By John Rubino – Re-Blogged From http://www.Gold-Eagle.com
Beginning in early Spring, gold and silver faced two serious headwinds: Seasonality – that is, the annual decline in bullion demand from China and India once wedding season ends – and the internal structure of the futures markets, where the big players in gold had lined up in ways that historically point towards weak prices for a while.
Both of these negatives are still in place (hence the smack-down of the past week) but both are transitioning to positive. At some point soon, the precious metals environment will lose the headwinds and gain at least two strong tailwinds.
Seasonality generally shifts to positive between September and December, so that’s coming shortly. And the paper market structure, as detailed in the commitment of traders (COT) report, has been moving in a positive direction pretty aggressively lately. Here’s gold, courtesy of the GoldSeek website:
In this market a bullish reading is when speculators are short and commercial traders are mostly long. As you can see, they’re not there yet but are moving that way fast.
So we’re approaching a point where the market structure for both gold and silver point towards at least a few strong months. And good times for the metals should mean great times for the miners, which are about as beaten-down as they’ve ever been. The following chart shows just how boring and dispiriting the action in these stocks has been so far in 2018.
The next chart shows what happened the last two times gold miners got this cheap, in 2005 and 2008. Both times they more than doubled off their lows in the next few years.
Will they do it again? Well, at the risk of jinxing this great setup, the numbers – record debt at every level of every major society, a soaring global money supply, spiking political discontent – all point towards more turmoil and a much bigger resulting need for safe haven assets.

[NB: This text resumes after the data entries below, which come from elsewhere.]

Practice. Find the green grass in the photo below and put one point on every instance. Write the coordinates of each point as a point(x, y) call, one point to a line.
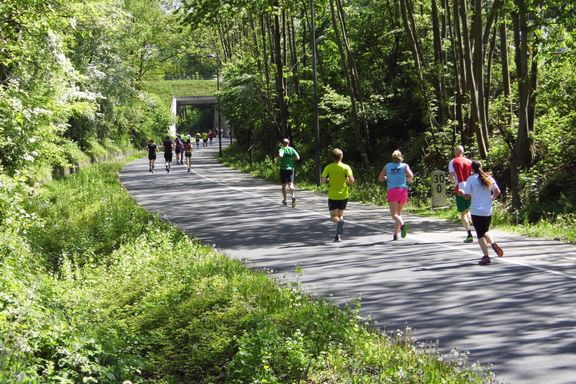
point(166, 89)
point(126, 296)
point(367, 190)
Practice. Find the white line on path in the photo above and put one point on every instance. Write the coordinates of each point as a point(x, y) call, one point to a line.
point(502, 259)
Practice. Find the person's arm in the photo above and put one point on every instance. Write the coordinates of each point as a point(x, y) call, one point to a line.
point(467, 192)
point(451, 172)
point(495, 190)
point(324, 176)
point(409, 174)
point(382, 176)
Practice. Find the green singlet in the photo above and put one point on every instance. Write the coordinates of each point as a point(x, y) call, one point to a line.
point(287, 160)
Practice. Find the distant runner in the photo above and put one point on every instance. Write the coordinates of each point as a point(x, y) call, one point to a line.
point(204, 139)
point(397, 175)
point(338, 176)
point(482, 189)
point(152, 148)
point(460, 168)
point(168, 144)
point(179, 149)
point(188, 154)
point(287, 155)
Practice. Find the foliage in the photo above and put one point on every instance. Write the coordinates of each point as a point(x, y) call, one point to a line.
point(127, 297)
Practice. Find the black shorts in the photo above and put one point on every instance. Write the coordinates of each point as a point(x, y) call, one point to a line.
point(481, 225)
point(337, 204)
point(287, 176)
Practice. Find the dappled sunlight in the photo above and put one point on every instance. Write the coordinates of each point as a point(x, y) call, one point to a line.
point(516, 314)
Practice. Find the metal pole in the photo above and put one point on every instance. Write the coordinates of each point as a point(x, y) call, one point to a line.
point(315, 101)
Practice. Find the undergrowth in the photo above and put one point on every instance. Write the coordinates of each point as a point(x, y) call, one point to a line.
point(96, 290)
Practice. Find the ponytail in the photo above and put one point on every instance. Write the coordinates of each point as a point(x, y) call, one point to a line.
point(484, 178)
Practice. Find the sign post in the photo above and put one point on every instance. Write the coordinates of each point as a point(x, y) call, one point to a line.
point(439, 189)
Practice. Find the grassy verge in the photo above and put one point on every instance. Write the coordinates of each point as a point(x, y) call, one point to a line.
point(102, 291)
point(368, 190)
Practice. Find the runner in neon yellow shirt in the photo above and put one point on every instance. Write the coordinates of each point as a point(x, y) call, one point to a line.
point(338, 176)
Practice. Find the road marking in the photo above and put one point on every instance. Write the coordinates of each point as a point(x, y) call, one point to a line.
point(428, 240)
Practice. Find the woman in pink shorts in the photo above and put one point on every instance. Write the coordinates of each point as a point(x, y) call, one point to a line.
point(397, 174)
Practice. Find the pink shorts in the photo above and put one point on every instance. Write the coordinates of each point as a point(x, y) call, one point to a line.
point(397, 195)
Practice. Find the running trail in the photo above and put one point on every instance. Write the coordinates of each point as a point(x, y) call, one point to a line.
point(516, 316)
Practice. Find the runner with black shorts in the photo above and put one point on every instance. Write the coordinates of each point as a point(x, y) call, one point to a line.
point(152, 148)
point(482, 189)
point(179, 149)
point(338, 176)
point(287, 156)
point(188, 154)
point(168, 144)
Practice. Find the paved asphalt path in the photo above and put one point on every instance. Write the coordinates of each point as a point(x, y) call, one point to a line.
point(517, 315)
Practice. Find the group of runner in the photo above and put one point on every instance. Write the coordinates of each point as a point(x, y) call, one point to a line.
point(474, 189)
point(181, 145)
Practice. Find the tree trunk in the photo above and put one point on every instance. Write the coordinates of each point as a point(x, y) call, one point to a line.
point(439, 64)
point(346, 67)
point(282, 109)
point(521, 30)
point(475, 118)
point(459, 74)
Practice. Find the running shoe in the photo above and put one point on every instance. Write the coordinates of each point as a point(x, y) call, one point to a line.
point(499, 251)
point(340, 227)
point(404, 230)
point(485, 260)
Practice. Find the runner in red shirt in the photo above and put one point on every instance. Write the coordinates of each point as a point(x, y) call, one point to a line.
point(460, 168)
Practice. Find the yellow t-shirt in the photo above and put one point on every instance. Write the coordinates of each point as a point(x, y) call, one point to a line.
point(336, 173)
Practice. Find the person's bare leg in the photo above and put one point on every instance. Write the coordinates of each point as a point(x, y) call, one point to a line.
point(466, 220)
point(397, 219)
point(293, 194)
point(483, 245)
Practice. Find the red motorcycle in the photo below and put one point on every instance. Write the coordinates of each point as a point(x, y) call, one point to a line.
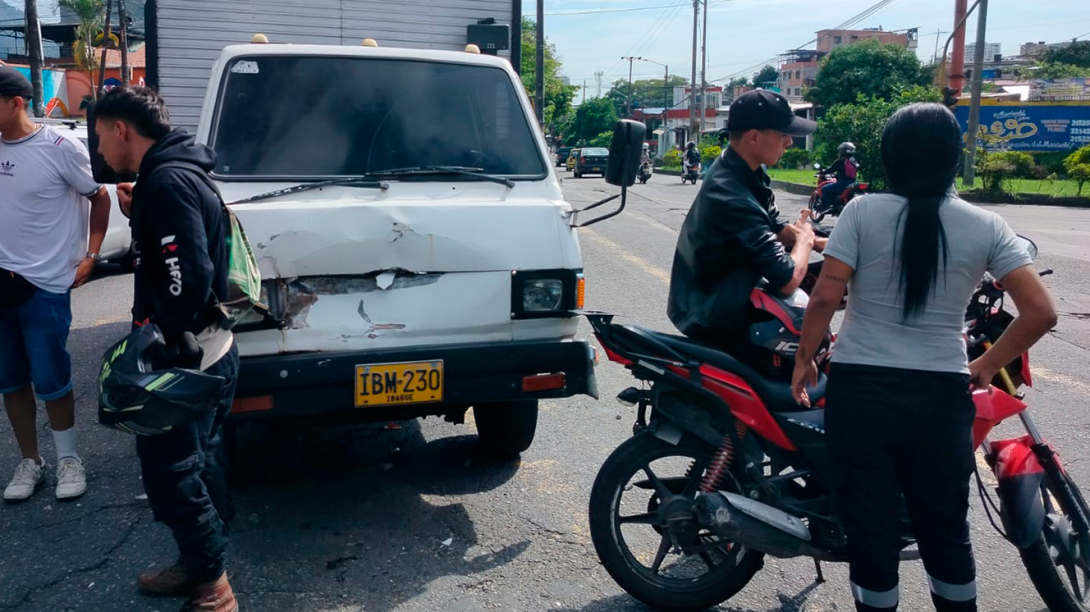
point(818, 206)
point(724, 466)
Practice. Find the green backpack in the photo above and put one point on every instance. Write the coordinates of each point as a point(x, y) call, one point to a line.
point(243, 278)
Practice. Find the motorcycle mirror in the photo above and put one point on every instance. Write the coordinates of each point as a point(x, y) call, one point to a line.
point(625, 153)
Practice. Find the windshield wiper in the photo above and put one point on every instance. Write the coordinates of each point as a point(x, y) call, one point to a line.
point(462, 170)
point(365, 182)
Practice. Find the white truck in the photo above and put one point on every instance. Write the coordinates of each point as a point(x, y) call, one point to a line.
point(416, 252)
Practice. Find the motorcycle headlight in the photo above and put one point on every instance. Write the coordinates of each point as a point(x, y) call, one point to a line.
point(542, 295)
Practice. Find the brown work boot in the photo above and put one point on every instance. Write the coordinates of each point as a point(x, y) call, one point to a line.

The following chart shows the growth in global debt over the past three decades, with the green bars representing the decade ending in December 2017. If downturns caused by excessive fiat currency debt drove the past two central bank balance sheet expansions — which in turn drove the jump in precious metals — then the recent credit spike ought to be worth an epic run in gold and silver.
As for what sets off the next explosion, consider margin debt, which is created when investors borrow against their stocks to buy more stocks. When this gets unwieldy, a wave of margin calls either causes or contributes to a cycle-ending bear market.
If history is still a useful guide, we’re in for another bear market in financial assets, which sparks central bank easing, and consequently lights a rocket under gold and silver.